Tourists start to pour in after Japan lifts Covid-19 restrictions
Life & Style

Tourists start to pour in after Japan lifts Covid-19 restrictions

After two-and-a-half years of stringent Covid-19 restrictions, Japan reopened its doors to tourists on Tuesday, with officials hoping a large inflow of travelers lured by a weak yen will boost the economy.

By mid-morning, tourists from Israel, France, and Britain were already arriving in the country.

Japan shut its borders in the early stage of the pandemic, at one point even blocking foreign residents from returning, and has only lately begun reopening in a guarded manner.

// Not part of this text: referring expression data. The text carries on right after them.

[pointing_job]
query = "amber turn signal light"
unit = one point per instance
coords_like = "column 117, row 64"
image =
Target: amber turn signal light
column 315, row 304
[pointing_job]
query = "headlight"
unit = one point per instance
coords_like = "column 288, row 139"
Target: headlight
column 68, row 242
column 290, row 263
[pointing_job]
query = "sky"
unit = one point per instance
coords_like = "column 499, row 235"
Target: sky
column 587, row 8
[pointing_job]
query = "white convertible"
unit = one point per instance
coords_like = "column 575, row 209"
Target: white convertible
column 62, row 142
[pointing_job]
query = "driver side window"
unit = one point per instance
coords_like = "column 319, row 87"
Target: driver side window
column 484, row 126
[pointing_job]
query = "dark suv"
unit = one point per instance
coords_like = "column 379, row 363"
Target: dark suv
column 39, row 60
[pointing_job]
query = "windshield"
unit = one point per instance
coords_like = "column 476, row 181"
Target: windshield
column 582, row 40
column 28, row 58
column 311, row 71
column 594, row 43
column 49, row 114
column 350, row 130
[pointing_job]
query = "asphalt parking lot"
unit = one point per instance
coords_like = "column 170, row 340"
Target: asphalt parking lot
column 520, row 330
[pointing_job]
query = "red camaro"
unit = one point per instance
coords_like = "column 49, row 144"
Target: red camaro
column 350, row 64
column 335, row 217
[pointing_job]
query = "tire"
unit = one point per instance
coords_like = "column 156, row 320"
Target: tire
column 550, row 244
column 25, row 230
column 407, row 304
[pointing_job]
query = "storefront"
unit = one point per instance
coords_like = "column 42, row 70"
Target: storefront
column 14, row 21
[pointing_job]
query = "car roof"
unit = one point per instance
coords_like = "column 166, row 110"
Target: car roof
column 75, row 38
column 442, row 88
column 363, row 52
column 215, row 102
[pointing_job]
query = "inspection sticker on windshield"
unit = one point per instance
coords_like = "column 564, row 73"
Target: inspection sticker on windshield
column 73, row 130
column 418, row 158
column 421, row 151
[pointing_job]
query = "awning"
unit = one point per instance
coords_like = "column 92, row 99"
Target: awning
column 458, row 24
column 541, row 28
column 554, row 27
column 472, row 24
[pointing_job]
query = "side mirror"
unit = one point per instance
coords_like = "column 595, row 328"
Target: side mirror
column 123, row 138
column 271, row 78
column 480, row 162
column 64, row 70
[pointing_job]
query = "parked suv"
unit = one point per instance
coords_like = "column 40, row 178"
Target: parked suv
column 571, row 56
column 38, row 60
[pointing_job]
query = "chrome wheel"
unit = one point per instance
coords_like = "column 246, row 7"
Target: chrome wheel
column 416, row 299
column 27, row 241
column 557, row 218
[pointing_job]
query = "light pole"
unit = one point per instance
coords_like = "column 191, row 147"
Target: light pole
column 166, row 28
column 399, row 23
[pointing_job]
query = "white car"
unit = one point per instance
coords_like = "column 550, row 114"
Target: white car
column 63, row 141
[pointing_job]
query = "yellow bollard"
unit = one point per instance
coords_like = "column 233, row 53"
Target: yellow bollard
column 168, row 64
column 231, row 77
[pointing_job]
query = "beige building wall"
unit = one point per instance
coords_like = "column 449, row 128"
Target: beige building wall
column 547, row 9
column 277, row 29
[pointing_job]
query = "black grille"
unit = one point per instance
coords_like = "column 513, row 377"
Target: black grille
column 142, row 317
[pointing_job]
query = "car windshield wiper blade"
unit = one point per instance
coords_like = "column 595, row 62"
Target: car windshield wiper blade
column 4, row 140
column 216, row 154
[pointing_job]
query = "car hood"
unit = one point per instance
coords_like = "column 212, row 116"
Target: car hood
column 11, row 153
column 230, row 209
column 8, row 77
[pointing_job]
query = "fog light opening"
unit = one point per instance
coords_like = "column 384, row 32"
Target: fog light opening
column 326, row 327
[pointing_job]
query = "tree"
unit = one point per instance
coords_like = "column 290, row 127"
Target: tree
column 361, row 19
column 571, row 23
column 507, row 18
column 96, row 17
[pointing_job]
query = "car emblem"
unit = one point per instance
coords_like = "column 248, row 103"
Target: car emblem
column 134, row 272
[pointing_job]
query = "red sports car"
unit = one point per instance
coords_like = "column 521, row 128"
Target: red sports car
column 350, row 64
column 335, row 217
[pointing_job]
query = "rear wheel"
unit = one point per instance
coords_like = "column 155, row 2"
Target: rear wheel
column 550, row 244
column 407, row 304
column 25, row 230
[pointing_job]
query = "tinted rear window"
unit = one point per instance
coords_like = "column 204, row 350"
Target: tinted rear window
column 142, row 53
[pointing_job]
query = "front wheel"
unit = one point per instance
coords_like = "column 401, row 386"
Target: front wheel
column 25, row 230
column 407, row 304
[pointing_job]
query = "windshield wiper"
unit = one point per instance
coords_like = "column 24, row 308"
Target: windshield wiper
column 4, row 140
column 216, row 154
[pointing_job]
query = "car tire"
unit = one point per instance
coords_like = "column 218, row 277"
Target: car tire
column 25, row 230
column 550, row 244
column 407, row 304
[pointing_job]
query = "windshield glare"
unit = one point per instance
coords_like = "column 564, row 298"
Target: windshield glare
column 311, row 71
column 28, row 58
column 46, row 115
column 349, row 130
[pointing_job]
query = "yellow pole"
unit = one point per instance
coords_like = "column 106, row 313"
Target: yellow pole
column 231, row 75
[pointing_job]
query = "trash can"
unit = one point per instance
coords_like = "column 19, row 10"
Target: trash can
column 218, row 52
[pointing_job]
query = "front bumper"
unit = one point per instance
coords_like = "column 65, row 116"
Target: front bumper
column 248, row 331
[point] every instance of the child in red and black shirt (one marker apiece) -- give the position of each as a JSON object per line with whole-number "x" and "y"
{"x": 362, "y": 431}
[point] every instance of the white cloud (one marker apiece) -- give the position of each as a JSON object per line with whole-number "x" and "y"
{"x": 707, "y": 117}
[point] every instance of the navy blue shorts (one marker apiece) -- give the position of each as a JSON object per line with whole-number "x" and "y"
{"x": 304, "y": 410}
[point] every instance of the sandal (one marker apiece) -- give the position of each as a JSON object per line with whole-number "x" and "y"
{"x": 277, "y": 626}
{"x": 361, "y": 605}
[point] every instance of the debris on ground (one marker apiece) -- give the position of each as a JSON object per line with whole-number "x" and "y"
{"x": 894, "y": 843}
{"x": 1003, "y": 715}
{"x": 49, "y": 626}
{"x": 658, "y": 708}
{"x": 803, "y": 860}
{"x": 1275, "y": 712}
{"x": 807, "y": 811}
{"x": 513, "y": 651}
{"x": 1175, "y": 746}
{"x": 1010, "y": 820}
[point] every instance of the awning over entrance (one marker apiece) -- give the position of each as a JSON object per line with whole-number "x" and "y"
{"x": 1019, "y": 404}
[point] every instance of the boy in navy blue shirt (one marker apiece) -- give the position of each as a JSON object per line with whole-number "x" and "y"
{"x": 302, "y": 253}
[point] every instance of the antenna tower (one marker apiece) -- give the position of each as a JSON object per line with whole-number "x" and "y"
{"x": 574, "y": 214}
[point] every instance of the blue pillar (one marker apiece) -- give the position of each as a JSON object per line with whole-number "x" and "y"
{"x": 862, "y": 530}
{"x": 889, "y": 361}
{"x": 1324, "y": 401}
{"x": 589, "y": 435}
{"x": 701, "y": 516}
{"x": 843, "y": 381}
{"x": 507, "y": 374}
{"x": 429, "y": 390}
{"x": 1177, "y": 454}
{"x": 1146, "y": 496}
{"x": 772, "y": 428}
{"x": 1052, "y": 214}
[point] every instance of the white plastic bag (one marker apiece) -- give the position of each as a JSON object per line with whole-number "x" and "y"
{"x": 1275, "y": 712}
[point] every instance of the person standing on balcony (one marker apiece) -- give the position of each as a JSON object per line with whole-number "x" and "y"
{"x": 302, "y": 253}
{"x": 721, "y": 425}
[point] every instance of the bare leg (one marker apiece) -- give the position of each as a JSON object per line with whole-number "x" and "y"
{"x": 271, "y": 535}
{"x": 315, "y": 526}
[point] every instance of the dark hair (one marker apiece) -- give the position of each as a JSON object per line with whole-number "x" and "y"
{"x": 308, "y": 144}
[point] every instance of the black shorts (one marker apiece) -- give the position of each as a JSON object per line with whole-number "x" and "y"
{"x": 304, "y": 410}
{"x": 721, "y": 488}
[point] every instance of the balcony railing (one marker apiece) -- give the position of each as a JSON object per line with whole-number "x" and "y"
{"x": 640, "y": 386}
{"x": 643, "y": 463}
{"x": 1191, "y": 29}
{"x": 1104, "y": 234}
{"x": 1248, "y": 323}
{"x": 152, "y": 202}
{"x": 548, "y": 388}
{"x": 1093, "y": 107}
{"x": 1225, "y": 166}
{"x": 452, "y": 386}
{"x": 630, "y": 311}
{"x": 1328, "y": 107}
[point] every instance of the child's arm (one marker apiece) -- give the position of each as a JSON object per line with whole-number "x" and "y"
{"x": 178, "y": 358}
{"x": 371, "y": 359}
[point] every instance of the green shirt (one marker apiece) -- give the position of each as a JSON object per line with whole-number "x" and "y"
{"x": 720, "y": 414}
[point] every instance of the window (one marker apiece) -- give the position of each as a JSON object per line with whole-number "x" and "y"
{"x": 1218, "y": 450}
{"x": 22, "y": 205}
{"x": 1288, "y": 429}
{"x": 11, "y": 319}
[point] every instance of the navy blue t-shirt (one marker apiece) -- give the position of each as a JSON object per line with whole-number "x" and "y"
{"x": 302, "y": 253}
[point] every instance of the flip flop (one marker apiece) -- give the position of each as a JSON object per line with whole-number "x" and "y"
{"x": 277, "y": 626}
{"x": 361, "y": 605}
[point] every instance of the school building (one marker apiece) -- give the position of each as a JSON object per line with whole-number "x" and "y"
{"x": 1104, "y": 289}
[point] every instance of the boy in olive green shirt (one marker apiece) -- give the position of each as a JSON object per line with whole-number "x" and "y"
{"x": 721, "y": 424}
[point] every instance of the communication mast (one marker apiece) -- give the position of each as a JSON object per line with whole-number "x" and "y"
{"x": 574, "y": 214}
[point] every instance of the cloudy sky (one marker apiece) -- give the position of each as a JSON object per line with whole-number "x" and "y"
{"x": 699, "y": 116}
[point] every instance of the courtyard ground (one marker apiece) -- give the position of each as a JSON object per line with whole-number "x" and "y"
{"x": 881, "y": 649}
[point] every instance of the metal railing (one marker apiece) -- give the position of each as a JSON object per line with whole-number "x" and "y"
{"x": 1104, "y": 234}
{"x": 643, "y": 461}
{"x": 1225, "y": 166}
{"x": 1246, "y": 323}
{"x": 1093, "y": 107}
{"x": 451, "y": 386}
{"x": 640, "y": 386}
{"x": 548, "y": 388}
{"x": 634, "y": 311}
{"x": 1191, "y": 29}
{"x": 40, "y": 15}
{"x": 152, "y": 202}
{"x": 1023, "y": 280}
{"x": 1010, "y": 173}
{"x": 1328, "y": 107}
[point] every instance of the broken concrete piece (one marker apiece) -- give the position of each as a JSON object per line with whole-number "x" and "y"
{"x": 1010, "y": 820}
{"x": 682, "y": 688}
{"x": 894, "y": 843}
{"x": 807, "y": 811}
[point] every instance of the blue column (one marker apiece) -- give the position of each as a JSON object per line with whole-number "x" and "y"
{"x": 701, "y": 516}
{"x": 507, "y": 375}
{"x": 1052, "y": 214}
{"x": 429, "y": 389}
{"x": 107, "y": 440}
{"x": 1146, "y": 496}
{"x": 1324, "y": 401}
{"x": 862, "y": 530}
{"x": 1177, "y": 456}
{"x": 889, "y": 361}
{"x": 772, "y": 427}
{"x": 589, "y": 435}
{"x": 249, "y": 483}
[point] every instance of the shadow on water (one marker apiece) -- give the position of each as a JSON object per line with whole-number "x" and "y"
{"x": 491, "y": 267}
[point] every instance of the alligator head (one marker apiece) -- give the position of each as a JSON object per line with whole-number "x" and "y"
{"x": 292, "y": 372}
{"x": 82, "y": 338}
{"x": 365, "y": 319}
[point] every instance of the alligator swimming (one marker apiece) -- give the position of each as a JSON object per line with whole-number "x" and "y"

In June, it started allowing tourists to visit in groups accompanied by guides.

From Tuesday, it resumed visa-free entry for travelers from 68 countries and territories.

Japan is also lifting a restriction on the number of arrivals and terminating the package tour requirement.

However, tourists are required to submit either proof of vaccination or a negative coronavirus test taken three days before departure. Masks are prevalent, and though not mandated by law, Parliament is set to pass a law allowing hotels to refuse service to customers who refuse to wear a mask or observe other protocols.

Before Covid-19, Japan’s government was progressing toward achieving a target of 40 million visitors by 2020, the year Tokyo was supposed to host the Summer Olympics.